Personal information
- Full name: John Murphy
- Born: 20 November 1949 (age 76)
- Original team: Heidelberg (DVFL)
- Height: 183 cm (6 ft 0 in)
- Weight: 83 kg (183 lb)

Playing career^{1}
- Years: Club / Games (Goals)
- 1967–1977: Fitzroy / 214 (326)
- 1978–1979: South Melbourne / 023 0(40)
- 1979–1980: North Melbourne / 009 00(8)
- Total:  / 246 (374)
- ^{1} Playing statistics correct to the end of 1980.

Career highlights
- Fitzroy captain: 1973–1977; 5× Fitzroy Club Champion: 1968, 1970, 1971, 1973, 1977; Bob Skilton Medal: 1978; Fitzroy leading goalkicker: 1971, 1976; South Melbourne leading goalkicker: 1978;

= John Murphy (Australian rules footballer) =

Australian rules footballer

John Murphy (born 20 November 1949) is a former Australian rules footballer who played in the Victorian Football League (now AFL).

== Playing career ==

Murphy debuted with the Fitzroy Football Club in 1967 after being recruited from Diamond Valley Football League club Heidelberg, and went on to set the record for consecutive games played from debut -158 matches. This record held until 2005 when surpassed by Jared Crouch from Sydney.

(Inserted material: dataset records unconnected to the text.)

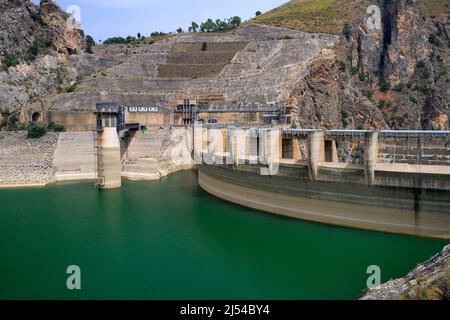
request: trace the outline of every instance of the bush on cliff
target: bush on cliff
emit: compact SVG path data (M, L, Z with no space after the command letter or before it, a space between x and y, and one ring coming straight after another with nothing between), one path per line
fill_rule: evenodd
M54 122L50 122L48 124L48 130L53 131L53 132L65 132L66 128L64 128L64 126L61 124L56 124Z
M37 139L47 134L47 128L36 124L28 127L28 139Z

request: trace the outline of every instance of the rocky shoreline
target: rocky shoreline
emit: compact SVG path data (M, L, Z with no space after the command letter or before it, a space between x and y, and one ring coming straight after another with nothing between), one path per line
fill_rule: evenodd
M370 290L361 300L449 300L450 245L404 278Z
M58 133L27 139L26 132L0 132L0 187L50 183L57 143Z

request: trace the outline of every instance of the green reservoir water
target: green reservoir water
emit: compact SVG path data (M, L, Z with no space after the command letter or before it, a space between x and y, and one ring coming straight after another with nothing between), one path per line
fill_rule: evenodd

Murphy was made captain of Fitzroy in 1973, a position he held until he left the club at the end of the 1977 season after 214 games and winning five Fitzroy Club Champions across half-forward and in the midfield. His departure was due to internal disputes with the club over his comments over some players that he thought should have been discarded from the club.

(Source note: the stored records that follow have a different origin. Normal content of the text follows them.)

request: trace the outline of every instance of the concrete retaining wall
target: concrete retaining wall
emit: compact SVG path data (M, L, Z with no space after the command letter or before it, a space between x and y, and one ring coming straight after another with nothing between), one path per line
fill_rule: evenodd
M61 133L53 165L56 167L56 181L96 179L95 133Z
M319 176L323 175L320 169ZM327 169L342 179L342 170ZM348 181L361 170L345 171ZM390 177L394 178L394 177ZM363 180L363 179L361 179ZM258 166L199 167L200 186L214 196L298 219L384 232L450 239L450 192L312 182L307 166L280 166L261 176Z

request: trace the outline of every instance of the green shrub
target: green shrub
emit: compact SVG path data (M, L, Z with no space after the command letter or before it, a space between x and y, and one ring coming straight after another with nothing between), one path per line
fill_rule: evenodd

In 1978, he moved to South Melbourne playing 23 games in a season and a half. He again changed clubs late in the 1979 season, moving to North Melbourne where he played his first ever finals match. He retired from the VFL in 1980 after injuries struck.

In 1981, Murphy moved to Tasmania to captain-coach the Ulverstone in the North Western Football Union. He won the Wander Medal as the league's best and fairest.

Following his playing career, Murphy had two coaching stints in the VFA/VFL. He coached Werribee briefly from 1983 until 1985, without much success. Then, from 1993 to 1998, John Murphy was coach of the Box Hill Football Club and is the club's longest serving coach. He coached the club to its first Division One grand final in the VFA in 1994, in which Box Hill was defeated by Sandringham by the narrow margin of 9 points. He received life membership of the Box Hill Football Club in 1998.

Murphy currently works as the Dispute Settlement Officer in the Mornington Peninsula Nepean Football League.

He was inducted into the Australian Football Hall of Fame in 2006 and is the centreman in Fitzroy's official "Team of the Century".

==Post-football==
When Fitzroy's official 'Team of the Century' was announced in 2002, he was named in the centre. Murphy was admitted to the Australian Football Hall of Fame on 22 June 2006.

His son, Marc Murphy, was the number one draft pick in the 2005 AFL draft. Marc considered a move to the Brisbane Lions under the father–son rule, as John played for Fitzroy, a club that merged with the Brisbane Bears to form the Lions. However, he nominated for the National Draft instead, and was selected by Carlton with the first overall selection.

After Marc's 100th game in 2010, Marc, John and John's father Leo Murphy (who played 132 games for Hawthorn in the 1930s) became the only father–son–grandson combination in league history to each play 100 games.